Demonstration of next-generation seaborn interface#

Warning

This API is experimental and unstable. Please try it out and provide feedback, but expect it to change without warning prior to an official release.

The basic interface#

The new interface exists as a set of classes that can be acessed through a single namespace import:

import seaborn.objects as so

This is a clean namespace, and I’m leaning towards recommending from seaborn.objects import * for interactive usecases. But let’s not go so far just yet.

Let’s also import the main namespace so we can load our trusty example datasets.
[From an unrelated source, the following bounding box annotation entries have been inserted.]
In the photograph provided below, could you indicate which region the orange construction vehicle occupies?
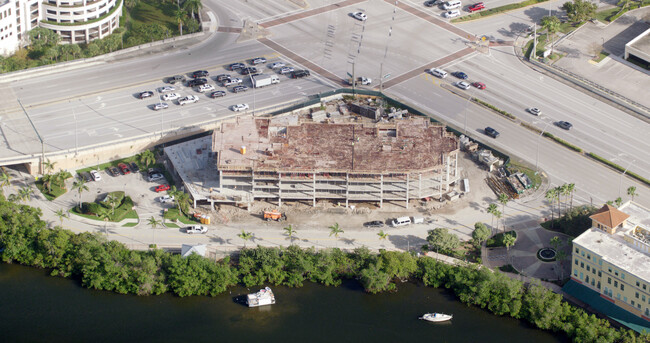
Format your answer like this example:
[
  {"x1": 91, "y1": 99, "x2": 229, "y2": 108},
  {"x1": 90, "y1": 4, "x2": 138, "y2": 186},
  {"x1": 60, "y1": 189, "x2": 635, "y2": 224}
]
[{"x1": 264, "y1": 210, "x2": 287, "y2": 222}]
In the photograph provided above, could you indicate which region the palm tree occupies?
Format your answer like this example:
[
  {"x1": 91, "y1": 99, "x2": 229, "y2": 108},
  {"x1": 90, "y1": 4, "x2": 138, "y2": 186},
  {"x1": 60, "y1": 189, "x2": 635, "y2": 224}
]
[
  {"x1": 237, "y1": 230, "x2": 253, "y2": 249},
  {"x1": 377, "y1": 230, "x2": 388, "y2": 248},
  {"x1": 137, "y1": 150, "x2": 156, "y2": 168},
  {"x1": 499, "y1": 193, "x2": 510, "y2": 232},
  {"x1": 330, "y1": 223, "x2": 344, "y2": 247},
  {"x1": 54, "y1": 209, "x2": 67, "y2": 227},
  {"x1": 487, "y1": 204, "x2": 498, "y2": 234},
  {"x1": 627, "y1": 186, "x2": 639, "y2": 201},
  {"x1": 72, "y1": 179, "x2": 88, "y2": 211},
  {"x1": 284, "y1": 224, "x2": 296, "y2": 243}
]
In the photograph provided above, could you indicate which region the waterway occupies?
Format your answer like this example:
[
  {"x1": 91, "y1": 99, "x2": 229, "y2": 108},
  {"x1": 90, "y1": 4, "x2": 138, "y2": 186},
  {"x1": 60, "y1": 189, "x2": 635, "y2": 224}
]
[{"x1": 0, "y1": 264, "x2": 568, "y2": 343}]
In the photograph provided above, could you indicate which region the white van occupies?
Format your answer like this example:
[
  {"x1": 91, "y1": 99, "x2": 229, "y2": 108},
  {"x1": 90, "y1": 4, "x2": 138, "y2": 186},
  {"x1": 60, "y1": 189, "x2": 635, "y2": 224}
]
[
  {"x1": 442, "y1": 0, "x2": 463, "y2": 10},
  {"x1": 391, "y1": 217, "x2": 411, "y2": 227},
  {"x1": 429, "y1": 68, "x2": 447, "y2": 79}
]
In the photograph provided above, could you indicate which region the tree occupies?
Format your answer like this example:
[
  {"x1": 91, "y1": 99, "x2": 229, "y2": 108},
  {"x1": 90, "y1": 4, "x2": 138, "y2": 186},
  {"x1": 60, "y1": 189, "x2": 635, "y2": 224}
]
[
  {"x1": 72, "y1": 179, "x2": 88, "y2": 211},
  {"x1": 137, "y1": 150, "x2": 156, "y2": 168},
  {"x1": 284, "y1": 224, "x2": 296, "y2": 243},
  {"x1": 562, "y1": 0, "x2": 598, "y2": 23},
  {"x1": 499, "y1": 193, "x2": 510, "y2": 232},
  {"x1": 329, "y1": 223, "x2": 344, "y2": 246},
  {"x1": 627, "y1": 186, "x2": 639, "y2": 201},
  {"x1": 377, "y1": 230, "x2": 388, "y2": 247},
  {"x1": 472, "y1": 222, "x2": 491, "y2": 247},
  {"x1": 427, "y1": 228, "x2": 460, "y2": 254},
  {"x1": 541, "y1": 16, "x2": 562, "y2": 54},
  {"x1": 237, "y1": 230, "x2": 253, "y2": 249}
]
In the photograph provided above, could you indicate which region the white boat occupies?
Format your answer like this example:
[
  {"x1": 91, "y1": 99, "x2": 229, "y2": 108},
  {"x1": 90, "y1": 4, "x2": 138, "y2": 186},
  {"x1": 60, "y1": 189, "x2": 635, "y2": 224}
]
[
  {"x1": 420, "y1": 313, "x2": 454, "y2": 322},
  {"x1": 246, "y1": 287, "x2": 275, "y2": 307}
]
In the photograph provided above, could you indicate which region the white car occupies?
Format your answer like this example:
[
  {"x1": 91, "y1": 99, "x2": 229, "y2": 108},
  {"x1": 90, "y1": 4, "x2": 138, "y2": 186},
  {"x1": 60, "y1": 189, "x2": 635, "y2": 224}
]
[
  {"x1": 90, "y1": 170, "x2": 102, "y2": 181},
  {"x1": 162, "y1": 93, "x2": 181, "y2": 101},
  {"x1": 443, "y1": 10, "x2": 460, "y2": 18},
  {"x1": 185, "y1": 225, "x2": 208, "y2": 234},
  {"x1": 271, "y1": 62, "x2": 286, "y2": 69},
  {"x1": 178, "y1": 95, "x2": 199, "y2": 106},
  {"x1": 232, "y1": 104, "x2": 248, "y2": 112},
  {"x1": 197, "y1": 84, "x2": 214, "y2": 93},
  {"x1": 158, "y1": 195, "x2": 174, "y2": 204},
  {"x1": 456, "y1": 81, "x2": 469, "y2": 90},
  {"x1": 352, "y1": 12, "x2": 368, "y2": 21}
]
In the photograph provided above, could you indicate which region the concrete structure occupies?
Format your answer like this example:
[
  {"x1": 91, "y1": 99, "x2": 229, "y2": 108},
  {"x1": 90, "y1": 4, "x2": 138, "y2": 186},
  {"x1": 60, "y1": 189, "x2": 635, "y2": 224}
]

from seaborn import load_dataset
tips = load_dataset("tips")

The main object is seaborn.objects.Plot. You instantiate it by passing data and some assignments from columns in the data to roles in the plot:

so.Plot(tips, x="total_bill", y="tip")
_images/demo_7_0.png

But instantiating the Plot object doesn’t actually plot anything. For that you need to add some layers:

so.Plot(tips, x="total_bill", y="tip").add(so.Dots())
_images/demo_9_0.png

Variables can be defined globally, or for a specific layer:

so.Plot(tips).add(so.Dots(), x="total_bill", y="tip")
_images/demo_11_0.png

Each layer can also have its own data:

(
    so.Plot(tips, x="total_bill", y="tip")
    .add(so.Dots(color=".6"), data=tips.query("size != 2"))
    .add(so.Dots(), data=tips.query("size == 2"))
)
_images/demo_13_0.png

As in the existing interface, variables can be keys to the data object or vectors of various kinds:

(
    so.Plot(tips.to_dict(), x="total_bill")
    .add(so.Dots(), y=tips["tip"].to_numpy())
)
_images/demo_15_0.png

The interface also supports semantic mappings between data and plot variables. But the specification of those mappings uses more explicit parameter names:

so.Plot(tips, x="total_bill", y="tip", color="time").add(so.Dots())
_images/demo_17_0.png

It also offers a wider range of mappable features:

(
    so.Plot(tips, x="total_bill", y="tip", color="day", fill="time")
    .add(so.Dots(fillalpha=.8))
)
_images/demo_19_0.png

Core components#

Visual representation: the Mark#

Each layer needs a Mark object, which defines how to draw the plot. There will be marks corresponding to existing seaborn functions and ones offering new functionality. But not many have been implemented yet:

fmri = load_dataset("fmri").query("region == 'parietal'")
so.Plot(fmri, x="timepoint", y="signal").add(so.Line())
_images/demo_22_0.png

Mark objects will expose an API to set features directly, rather than mapping them:

so.Plot(tips, y="day", x="total_bill").add(so.Dot(color="#698", alpha=.5))
_images/demo_24_0.png

Data transformations: the Stat#

Built-in statistical transformations are one of seaborn’s key features. But currently, they are tied up with the different visual representations. E.g., you can aggregate data in lineplot, but not in scatterplot.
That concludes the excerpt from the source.